Richard Diebenkorn (1922–1993) produced richly colored, nonrepresentational pictures for nearly a decade before turning to still lifes, interiors and figure studies in the mid-1950s. The artist’s long-standing fascination with color relationships is evident in an early sketchbook, now disassembled, and probably made around 1950. Several of the sheets are painted vigorously on the front and back with gouache and watercolor, creating a graphic equivalent to stained glass, with bright fields of yellow, red, orange and purple bordered by winding black lines. Bottles, painted in 1960, reveals Diebenkorn extending these principles into representational space, with the recognizable forms of a translucent glass bottle, opaque ink jar and other items perched on the tipped-up surface of a table comprised of loosely rendered planes of blue, turquoise and lavender.
Diebenkorn shared a commitment to drawing with fellow artist and art instructor Frank Lobdell (1921–2013). While both painters were teaching at the California School of Fine Arts in the mid-1960s, they honed their treatment of light and shade through a weekly practice of sketching the nude. Lobdell did not consider these figure studies to be works of art in their own right, but the activity of making them—and the open-minded method of creation that they engendered—nourished his approach to abstraction. In a series of lithographs created at the Tamarind Lithography Workshop in 1966, vaguely biomorphic shapes in black, red and yellow lean and stretch across the page, offering some sense of the ways that figurative drawing could undergird an otherwise nonrepresentational mode of depiction. To develop this suite of prints, Lobdell often reused his stones, examining an image from different points of view by reversing it, making additions or inking the design differently to consider the work anew.
This emphasis on process was also fundamental to Emerson Woelffer (1914–2003), who created compositions with torn paper and painted pictographic marks using a method he termed “abstract surrealism,” in which shapes emerge unconsciously through the act of making. In compositions like Winterscape (1955), a palette of cool greens, gray and black, bisected by calligraphic characters in black and orange, intimates the mood and atmosphere of seasonal change in Colorado, where Woelffer was then living.
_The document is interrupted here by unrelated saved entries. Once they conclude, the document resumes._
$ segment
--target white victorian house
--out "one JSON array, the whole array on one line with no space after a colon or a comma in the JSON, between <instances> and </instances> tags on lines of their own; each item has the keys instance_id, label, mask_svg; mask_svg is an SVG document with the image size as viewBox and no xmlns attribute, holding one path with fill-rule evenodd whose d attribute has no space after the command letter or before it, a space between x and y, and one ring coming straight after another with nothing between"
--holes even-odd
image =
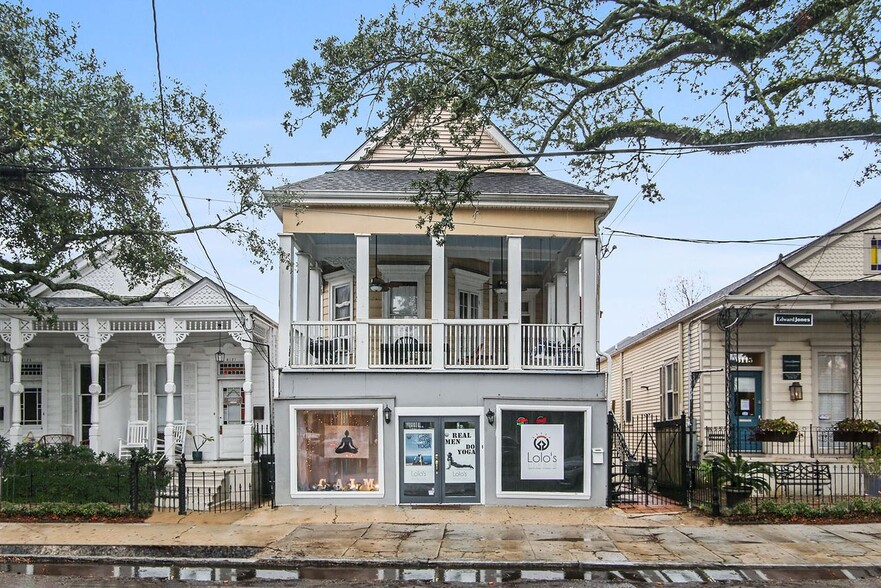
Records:
<instances>
[{"instance_id":1,"label":"white victorian house","mask_svg":"<svg viewBox=\"0 0 881 588\"><path fill-rule=\"evenodd\" d=\"M142 293L111 261L78 269L87 285ZM53 322L2 305L0 434L116 453L129 423L146 423L146 445L165 445L173 458L162 440L177 423L189 433L187 455L204 435L212 438L206 460L250 462L252 432L269 424L276 325L212 280L181 274L152 301L128 306L37 286L32 293L52 306Z\"/></svg>"}]
</instances>

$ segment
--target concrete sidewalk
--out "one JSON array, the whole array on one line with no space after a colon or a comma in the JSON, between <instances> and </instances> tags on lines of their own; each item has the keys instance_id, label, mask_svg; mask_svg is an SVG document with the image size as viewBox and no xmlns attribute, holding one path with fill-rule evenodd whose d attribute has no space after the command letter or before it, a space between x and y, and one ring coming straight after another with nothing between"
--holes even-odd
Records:
<instances>
[{"instance_id":1,"label":"concrete sidewalk","mask_svg":"<svg viewBox=\"0 0 881 588\"><path fill-rule=\"evenodd\" d=\"M0 523L0 554L215 554L266 565L866 566L881 524L729 526L687 512L281 507L144 523ZM114 551L115 550L115 551ZM208 551L206 551L208 550ZM225 555L226 554L226 555ZM243 556L243 554L245 554Z\"/></svg>"}]
</instances>

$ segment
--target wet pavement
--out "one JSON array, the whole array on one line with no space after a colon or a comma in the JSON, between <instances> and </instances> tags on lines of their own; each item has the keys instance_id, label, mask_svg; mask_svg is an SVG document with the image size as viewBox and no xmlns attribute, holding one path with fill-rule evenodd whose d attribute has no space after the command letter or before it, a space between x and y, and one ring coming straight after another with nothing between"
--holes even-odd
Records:
<instances>
[{"instance_id":1,"label":"wet pavement","mask_svg":"<svg viewBox=\"0 0 881 588\"><path fill-rule=\"evenodd\" d=\"M388 568L881 565L881 524L729 526L688 512L547 507L281 507L144 523L0 523L0 561Z\"/></svg>"}]
</instances>

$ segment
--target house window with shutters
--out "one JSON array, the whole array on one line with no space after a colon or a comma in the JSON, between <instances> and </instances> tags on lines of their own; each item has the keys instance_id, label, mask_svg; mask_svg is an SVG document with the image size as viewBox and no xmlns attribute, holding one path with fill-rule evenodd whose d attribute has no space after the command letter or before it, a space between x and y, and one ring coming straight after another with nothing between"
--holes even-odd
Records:
<instances>
[{"instance_id":1,"label":"house window with shutters","mask_svg":"<svg viewBox=\"0 0 881 588\"><path fill-rule=\"evenodd\" d=\"M138 364L138 420L150 420L150 366Z\"/></svg>"},{"instance_id":2,"label":"house window with shutters","mask_svg":"<svg viewBox=\"0 0 881 588\"><path fill-rule=\"evenodd\" d=\"M624 422L633 421L633 390L630 376L624 378Z\"/></svg>"},{"instance_id":3,"label":"house window with shutters","mask_svg":"<svg viewBox=\"0 0 881 588\"><path fill-rule=\"evenodd\" d=\"M661 368L661 415L670 420L679 413L679 362L670 361Z\"/></svg>"},{"instance_id":4,"label":"house window with shutters","mask_svg":"<svg viewBox=\"0 0 881 588\"><path fill-rule=\"evenodd\" d=\"M332 321L352 320L352 274L341 270L325 276L328 292L328 317Z\"/></svg>"},{"instance_id":5,"label":"house window with shutters","mask_svg":"<svg viewBox=\"0 0 881 588\"><path fill-rule=\"evenodd\" d=\"M817 354L817 409L821 427L853 415L850 353Z\"/></svg>"}]
</instances>

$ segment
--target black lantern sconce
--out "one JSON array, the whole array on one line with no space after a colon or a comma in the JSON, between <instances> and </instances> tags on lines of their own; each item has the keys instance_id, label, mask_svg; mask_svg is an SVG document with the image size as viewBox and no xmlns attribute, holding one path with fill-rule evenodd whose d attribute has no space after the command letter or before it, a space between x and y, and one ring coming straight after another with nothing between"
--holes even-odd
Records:
<instances>
[{"instance_id":1,"label":"black lantern sconce","mask_svg":"<svg viewBox=\"0 0 881 588\"><path fill-rule=\"evenodd\" d=\"M491 408L486 411L486 422L490 425L496 424L496 413Z\"/></svg>"},{"instance_id":2,"label":"black lantern sconce","mask_svg":"<svg viewBox=\"0 0 881 588\"><path fill-rule=\"evenodd\" d=\"M382 418L385 419L385 424L389 424L392 422L392 409L388 407L388 404L386 404L385 408L382 409Z\"/></svg>"},{"instance_id":3,"label":"black lantern sconce","mask_svg":"<svg viewBox=\"0 0 881 588\"><path fill-rule=\"evenodd\" d=\"M0 353L0 363L9 363L12 356L6 351L6 342L3 343L3 353Z\"/></svg>"},{"instance_id":4,"label":"black lantern sconce","mask_svg":"<svg viewBox=\"0 0 881 588\"><path fill-rule=\"evenodd\" d=\"M801 400L804 398L804 390L802 390L801 384L798 382L793 382L789 385L789 399L790 400Z\"/></svg>"},{"instance_id":5,"label":"black lantern sconce","mask_svg":"<svg viewBox=\"0 0 881 588\"><path fill-rule=\"evenodd\" d=\"M223 346L220 344L220 333L217 333L217 353L214 354L217 363L226 361L226 353L223 352Z\"/></svg>"}]
</instances>

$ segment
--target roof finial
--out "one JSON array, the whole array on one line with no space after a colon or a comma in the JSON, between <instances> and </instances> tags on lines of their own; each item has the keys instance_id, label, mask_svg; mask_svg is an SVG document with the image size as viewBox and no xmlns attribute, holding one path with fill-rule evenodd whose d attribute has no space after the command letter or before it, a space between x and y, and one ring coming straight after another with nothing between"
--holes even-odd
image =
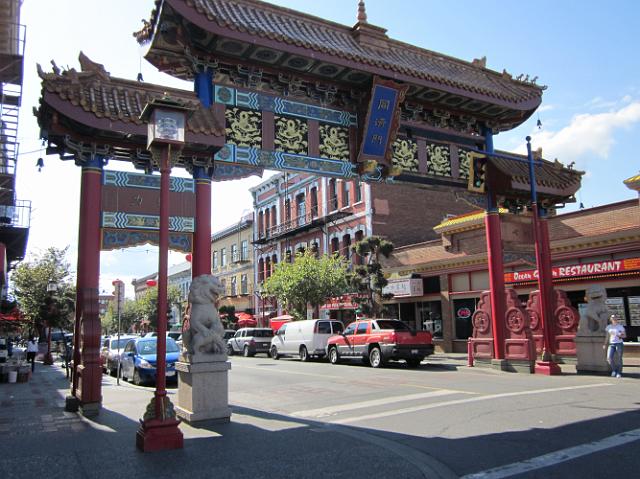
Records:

Yet overt subject matter seems to have been more of an afterthought to the artist. As Woelffer put it, “Paint first—think later,” suggesting that the act of interpretation generates new meanings and associations, unintended at the time of the work’s creation.
Drawn entirely from the Norton Simon Museum’s expansive holdings of postwar American art, Alternate Realities explores the ways in which Woelffer, Lobdell, Diebenkorn and Altoon challenged the notion of a pure, gestural abstraction by exploring the expressive potential of figural forms.